How many miles on it? You state that you “hot dog it and take it mudding much more than she does” so the question of engine wear kind of comes into the picture.
Sometimes it doesn’t take much hotdogging and mudding to send things downhill.
The odds of this being related to the EGR are near zero in my opinion.
You did not mention the mileage on the vehicle…If it’s over 100K miles, then Acemaster’s suggestion to replace the leading oxygen sensors has merit…These critical sensors don’t last forever and they control the fuel mixture…The EGR system is not a productive area for mileage improvement…A stuck brake caliper(s) can destroy mileage, but is usually noticed as a 'Hot wheel" problem…
Thanks, guys! Mileage is coming up on 130K. MPG is being checked the old fashioned way, gallons required to fill and miles driven since last fill up. Gasoline is the same as it has been with 10% ethanol. My offroading in mountain grade is 3 or 4 times a year for an hour or so at a time using 4wd for maybe 30 minutes at a time and she does not take it off road. We live at 5000’ elevation and occasionally take it up over 7000’ around Flagstaff. We have never checked mpg after I have had it off road. Never had a squeak or hot wheels. No fault codes showing up either. Sounds like the oxy sensors are my next step. Any merit to using an additive to clean the valves / injectors?
I think your chasing a ghost. www.fueleconomy.gov reports your 4WD truck getting 13 city, 16 hwy, 14 mixed.
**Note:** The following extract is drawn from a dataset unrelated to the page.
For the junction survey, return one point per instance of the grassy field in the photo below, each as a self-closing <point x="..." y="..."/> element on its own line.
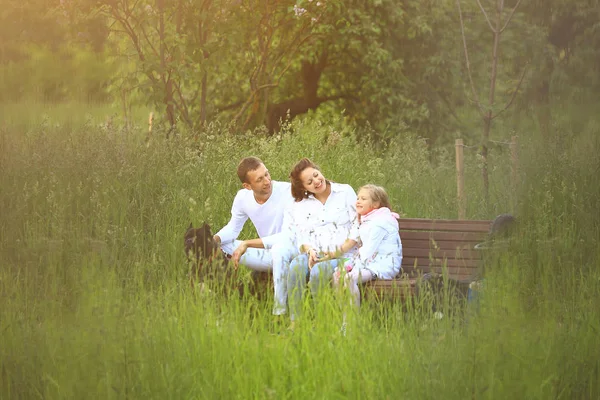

User reports have a 14.6 mpg average. Changing out these sensors may gain you 1 more mpg if your lucky. And Toyota wants a pretty penny for OEM O2 sensors.
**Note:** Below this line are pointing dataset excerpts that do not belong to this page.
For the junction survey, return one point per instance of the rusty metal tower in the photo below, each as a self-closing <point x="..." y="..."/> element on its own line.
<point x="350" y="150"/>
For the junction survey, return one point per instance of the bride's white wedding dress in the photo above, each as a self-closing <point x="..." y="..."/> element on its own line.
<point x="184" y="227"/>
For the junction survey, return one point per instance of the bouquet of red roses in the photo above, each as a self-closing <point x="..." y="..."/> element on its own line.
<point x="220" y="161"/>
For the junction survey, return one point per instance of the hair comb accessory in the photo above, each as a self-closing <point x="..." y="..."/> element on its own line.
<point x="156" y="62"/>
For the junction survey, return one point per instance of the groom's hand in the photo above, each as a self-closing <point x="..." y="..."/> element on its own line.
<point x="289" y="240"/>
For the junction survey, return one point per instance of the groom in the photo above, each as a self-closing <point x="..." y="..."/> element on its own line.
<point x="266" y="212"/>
My brother had one of these. He also loved the truck, but after gasoline hit $4.00 a gallon, he traded it in for a Camry.
Oxygen sensors can be expensive, and I wouldn’t replace them without a reason (check engine light). Instead, I think you should look at the tires. You say they’re properly inflated, but if you changed tire models, the ones on your car might have more rolling resistance than the ones you replaced. Checking/replacing the thermostat could help too.
Think about what else has changed since the fuel economy worsened. Did you move from a flat area to a hilly area? Is your wife carrying more in the vehicle? Do you have a teenager or young adult driving this vehicle? Is your wife carrying more cargo than before, pulling a trailer, or using a rooftop carrier?
hmm. I had not dug around to find out what our averages should be. Maybe I should be happy that it is not even lower than it has been. The thermostat now sounds like the better option since the upstream O2 sensors start at over $50 for two and are no fun to replace.
The four Michelins I put on there are about one year old and are rated at 60K mile. I do not know how to decide if they provide more resistance than the previous ones. I don’t even remember what knockoff brand they had on there when we bought the thing, but these are a couple inches taller and wider than the old ones were.
Our kids are bigger than a year ago and we have a new one but combined the three weigh 90 pounds. No other cargo and only pulled the boat twice this past summer. We are the only drivers and have lived here in the same terrain for 4 1/2 years.
Thanks, guys!
If your tires are non-stock size, it’s going to be harder to calculate your fuel economy
If your tires are not stock size in diameter, and you didn’t adjust your speedometer/odometer for the new diameter, you might just have an error in measurement of the miles traveled. Your wife might have been driving farther than she thought on each gallon of gas all this time. The added weight of a larger tire doesn’t help either.
+10 a larger tire makes the odometer turn over less–giving a wrong reading, as the ever-wise Whitey noticed. Maybe not enough to go from 18 to 10, but a couple inches is a lot.
Try driving 10 miles with mileposts on an interstate, and see what your odometer thinks it is.
Have you looked at your transmission fluid? You didn’t mention whether you had been maintaining it or not.
If you take it to a shop for oil changes that puts it up on a lift, have someone spin each wheel by hand to see if one has a lot of drag.
Is your temp gauge coming up to the same place it always has?
OK. Changing tire size should affect the odometer reading – how obvious. See, this is why I needed help thinking through this. 13 mpg could easily equal 15 or so. Thanks a bunch.
I do most all the maintenance on our vehicles and this one has never been in a shop except to change tires. I have had it on my jack and each wheel spins freely. I pulled the tranny stick and it smells / looks perfect. Operating temp is normal, even nice and cool in July in the desert.
With the wrong size tire, mileage will be totally inaccurate and it is calculated by the revolutions of one or more the tires and the actual tire size programmed into the computer as required by the factory specs. You cannot possibly get the correct odometer reading so all of your computing is a waste of time. Di you begin to notice the change in mileage when the tires were changed???
First off of course, make sure you actually have a problem. Compare mpg on the same route and same driver, now, compared to before. Do it a few times. If you find the mpg actually has declined
- Bring all owner’s manual suggested routine engine maintenance up to date.
- Use a code reader to read all current and pending DTC codes.
- Visually check that the thermostat opens at the right temp and correct dimension by putting it in a pan of hot water and looking at it as the water temp increases.
- Test the engine coolant temp sensor used by the computer (ECM) for accuracy.
- A thorough tests of all vacuum operated devices and hoses for vacuum leaks.
- When the EGR fails, drivability problems are usually what is noticed first, or if it has stuck shut, that wouldn’t affect mpg. If the EGR remains a concern, it’s usually easy to test, you just apply vacuum to it at idle with a vacuum pump and if the EGR is working, the engine will severely stumble and usually stall.